# Help On Breeding Knob-tail Geckos



## HerpNthusiast (Jan 30, 2017)

Hi, 
Im looking for some tips and advice on now to breed my knob-tails now i have received two clutches but one was laid during my exams so i forgot to check and they dried out and the other i found by chance whilst i was cleaning out the enclosure.

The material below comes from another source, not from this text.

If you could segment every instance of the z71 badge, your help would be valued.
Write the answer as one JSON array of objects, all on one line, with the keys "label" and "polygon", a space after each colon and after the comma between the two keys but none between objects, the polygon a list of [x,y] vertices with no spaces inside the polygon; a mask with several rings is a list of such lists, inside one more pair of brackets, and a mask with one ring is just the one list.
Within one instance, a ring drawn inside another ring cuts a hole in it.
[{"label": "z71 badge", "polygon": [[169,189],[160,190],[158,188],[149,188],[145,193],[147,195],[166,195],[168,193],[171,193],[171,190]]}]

So i have researched but id like some reassurances.
I cleaned out their enclosure earlier today and here's what I've done:
I've provided the female with a good layer of moistened sand to help her find a suitable place to lay:



And i've set the thermostat to roughly 27-30 degrees celsius:



So signs on breeding:
Well the obvious is actual mating.
The female is getting gravid her stomach is getting bigger.
The female constantly digging and moving the sand around in preparing to lay
And look for notable dug out areas to try and find the eggs.

Incubating:
Place the eggs in a ventilated container with vermiculite and spray once a day.
Temperature is roughly 27 degrees.
Could this be done with a 25 watt heat matt (or cord) in a custom styrofoam box.

Anything i've missed or need to be changed for a better chance at success.

Thanks.


----------



## WeirdzandBeardz (Jan 31, 2017)

Hey mate, 

So knobbies being gravid is pretty easy to determine. Females will have huge white egg shapes showing through the ventral side of their abdomen (as well as obvious weight gain). 

The digging only really occurs right before laying, they don't test burrow as much as other species (well mine don't!) 

My preferred incubation method is 1:1 ratio of vermiculite to water by weight in a sealed container with glad wrap rubber banded over the top (no holes). I've successfully incubated a number of smooth knobbies this way. I did a temperature of 28.5-29c

It could be done many ways, but a purpose built incubators your most reliable chance - you can also air incubate them I've been told. 

Hope it helps!


----------